Malbec took one look and knew it was home. Because here’s the thing: Cabernet, Merlot and the rest of that gang all come from a common ancestor. Malbec is genetically different. It has a Latin soul. With a little encouragement it will lie on the beach with its shirt off, whisper poetry in your ear, kiss with
passion and tango till dawn.
In Argentina, thanks to both mutation and climate differences, Malbec is rich and complex, with luxuriously smooth tannins and ripeness Europe can only dream about. Vivid plum and raspberry aromas give way to a darker edge of licorice, coffee, chocolate and leather. Joyful to drink now, it also ages gracefully for decades.
Then there’s the price. An acre of Argentine vineyard costs a fraction of its French and California counterparts. Labor
there is cheap and plentiful. So while a decent Cahors can set you back $70, the same amount buys you ten terrific bottles from Mendoza, where even the cheap stuff is good.
France has noticed. A top Cahors producer just successfully lobbied to allow the word “Malbec” on his labels, giving a former nobody grape star billing over an appellation that even the French don’t much understand.
Why, given all the grapes available, do the French continue to torture Malbec? It seems to come down to that Frenchest of reasons: “But…we have always done it this way!”

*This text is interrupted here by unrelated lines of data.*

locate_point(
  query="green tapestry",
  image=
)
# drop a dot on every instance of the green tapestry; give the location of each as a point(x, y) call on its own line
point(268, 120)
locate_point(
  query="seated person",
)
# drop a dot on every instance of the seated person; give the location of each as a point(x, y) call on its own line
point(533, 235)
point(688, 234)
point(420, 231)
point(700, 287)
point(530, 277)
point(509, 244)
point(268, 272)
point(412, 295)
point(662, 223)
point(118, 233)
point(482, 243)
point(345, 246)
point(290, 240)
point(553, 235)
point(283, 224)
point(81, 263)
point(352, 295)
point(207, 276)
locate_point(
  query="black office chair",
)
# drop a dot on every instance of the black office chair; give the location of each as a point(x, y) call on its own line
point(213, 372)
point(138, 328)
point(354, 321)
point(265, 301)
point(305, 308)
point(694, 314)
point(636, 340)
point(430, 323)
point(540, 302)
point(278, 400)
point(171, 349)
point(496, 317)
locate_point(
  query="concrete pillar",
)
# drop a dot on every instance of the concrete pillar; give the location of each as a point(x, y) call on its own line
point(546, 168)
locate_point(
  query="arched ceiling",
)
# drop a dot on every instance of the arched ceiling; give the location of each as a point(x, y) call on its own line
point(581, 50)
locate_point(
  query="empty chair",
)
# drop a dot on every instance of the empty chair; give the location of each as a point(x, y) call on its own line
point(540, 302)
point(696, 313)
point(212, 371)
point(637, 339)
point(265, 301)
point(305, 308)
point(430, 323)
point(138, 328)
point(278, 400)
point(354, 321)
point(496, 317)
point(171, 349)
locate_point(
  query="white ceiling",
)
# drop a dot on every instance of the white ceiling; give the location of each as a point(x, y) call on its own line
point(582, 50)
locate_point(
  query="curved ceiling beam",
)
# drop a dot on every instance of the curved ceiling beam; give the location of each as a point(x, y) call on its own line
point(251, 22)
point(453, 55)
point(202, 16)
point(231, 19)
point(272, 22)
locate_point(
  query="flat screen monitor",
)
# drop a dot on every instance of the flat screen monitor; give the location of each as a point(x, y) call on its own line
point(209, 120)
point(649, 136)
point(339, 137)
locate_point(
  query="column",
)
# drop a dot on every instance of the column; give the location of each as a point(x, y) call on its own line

In contrast to the dashing Latin lover in Argentina, the top Malbec in Cahors marches along with austere, tannic purpose, humming mineral notes of iron, hot stones and tar, doing its buttoned-down best to be like Bordeaux. Most of it goes to Canada, Germany, Britain and Japan, who probably never had a Latin lover, anyway.
If you haven’t either, it’s time you spent the evening with an Argentine Malbec. And for some real fun while you sip, there’s nothing quite like diagramming a sentence.